Just when you think you've heard it all, along comes Philip Kent -- chairman and chief executive officer of the Turner Broadcasting System, which owns the Cable News Network – who says that CNN “is a serious news network” that viewers would appreciate more if they would watch the channel “more critically.”
Kent made the laughable comments during an interview published in this week's edition of Broadcasting and Cable magazine, when he admitted that the “biggest misconception about CNN is that it's a liberal news network,” which “drives me crazy” because “it's not.”
During the cover story by Andrea Morabito, the magazine's programming editor, Kent said new CNN president Jeff Zucker agreed that changes to boost the audience of the low-rated channel will not be “done overnight, not short-term. He and I both know this is a marathon, not a sprint.”
The CEO's remark was reminiscent of the unbelievable statement CNN weeknight talk show host and anti-gun crusader Piers Morgan made when he stunned his audience by claiming with a straight face: "I'm not saying I'm the liberal media. I don't park myself in liberal or right-wing at all.”
Meanwhile, one of Kent's goals for CNN is to “get the fans back” to the once-dominant network, which “has to be deemed essential by more people again.”
What that’s going to do is not only get the ratings up the right way through the acquisition of getting back old fans and getting new fans, but also in the affiliate side, which again, half our revenue comes from advertising, half comes from affiliate revenue.
“I think the biggest problem that CNN has had over the last couple of years is the ratings go up and down with the news environment,” he noted. “We lost fans because of inconsistency.”

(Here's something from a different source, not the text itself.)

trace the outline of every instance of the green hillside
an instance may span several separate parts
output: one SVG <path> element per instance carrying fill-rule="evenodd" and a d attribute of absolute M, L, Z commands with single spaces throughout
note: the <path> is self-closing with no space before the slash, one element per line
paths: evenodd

When asked about a comment he made that the problem with prime-time programming was largely operations and not the on-air “talent,” Kent tried to downplay his earlier remark.
“I think we have a number of fantastic producers at CNN, but we need more,” he replied. “A lot of attention was given to on-camera talent, but probably not enough commensurate attention to producing talent."

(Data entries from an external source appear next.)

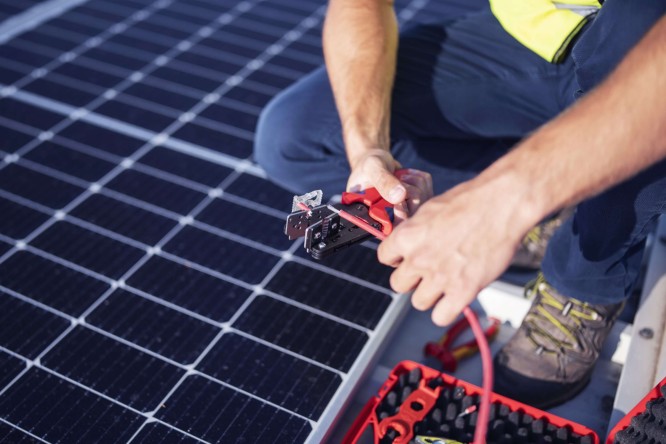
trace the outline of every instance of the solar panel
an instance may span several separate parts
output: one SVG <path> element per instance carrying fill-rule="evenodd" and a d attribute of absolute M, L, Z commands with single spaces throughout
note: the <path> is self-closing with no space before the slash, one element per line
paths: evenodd
<path fill-rule="evenodd" d="M 325 2 L 74 3 L 0 45 L 0 441 L 321 441 L 405 307 L 251 160 Z"/>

Kent then asserted that if people watch the network “more critically” and “not just listen to what others think of it,” CNN's viewership will again start growing.
Another of his goals is to “make sure we have the right balance of voices on CNN. That we have good conservatives, good liberals, experts in all areas. It’s a serious news network.”
That ridiculous comment quickly drew fire from John Nolte of Breitbart.com, who issued a challenge for the executive.
Kent should turn on CNN right now -- this very second -- and what he'll see is what I've been seeing for over a week now, a network on a pro-same-sex marriage crusade that gives zero time to anyone credible or thoughtful on the other side of the argument.
The Turner Broadcasting executive should also “turn on CNN anytime in the morning for a look at the trifecta of awful that is Soledad O'Brien, Carol Costello and Ashleigh Banfield,” Nolte continued.. “This Coven of Horribles has all but stopped trying to hide their pro-gun control, pro-gay marriage, pro-Obama leanings.”
NewsBusters has been exposing CNN's extreme left slant for many years, but it only takes a look at postings over the past month to show that the channel obviously does not have the “right balance of voices” Kent imagines.
On Friday, March 8, Soledad O'Brien and guest Jay Tomas of Sirius radio ganged up on conservative Joel Pollak from Breitbart.com, who was slammed when he connected then-law student Barack Obama to radical Harvard professor Derrick Bell.
CNN commemorated the 10th anniversary of the start of the War in Iraq on March 21 by bringing in legal analyst Lisa Bloom, who asked: “Should Bush officials be tried for war crimes?"
When the Conservative Political Action Conference started that same day, CNN devoted multiple segments to mocking and criticizing the people attending the annual event, which always draws hundreds of young (and some not-so-young) Republicans.
And just when it seemed the network couldn't sink any lower, a panel on March 27 compared traditional marriage supporters to segregationalists and slave owners.
Perhaps the channel's most egregious failing is its lack of conservatives among the network's guests -- and hosts. Even if RINO David Frum is considered a conservative, that still means liberals almost totally dominate any discussions on the air.
Why should people watch a channel when we already know what's going to be said by everyone there? Even though Zucker has been in place for almost three months, most of the changes he has made have been to move morning people to later in the day and vice versa, reminiscent of re-arranging the chairs on the deck of the Titanic.
And just to show how far the mighty CNN has fallen, one of the network's goals is to catch up to and surpass low-rated MSNBC, another network that's “all liberal, all the time.”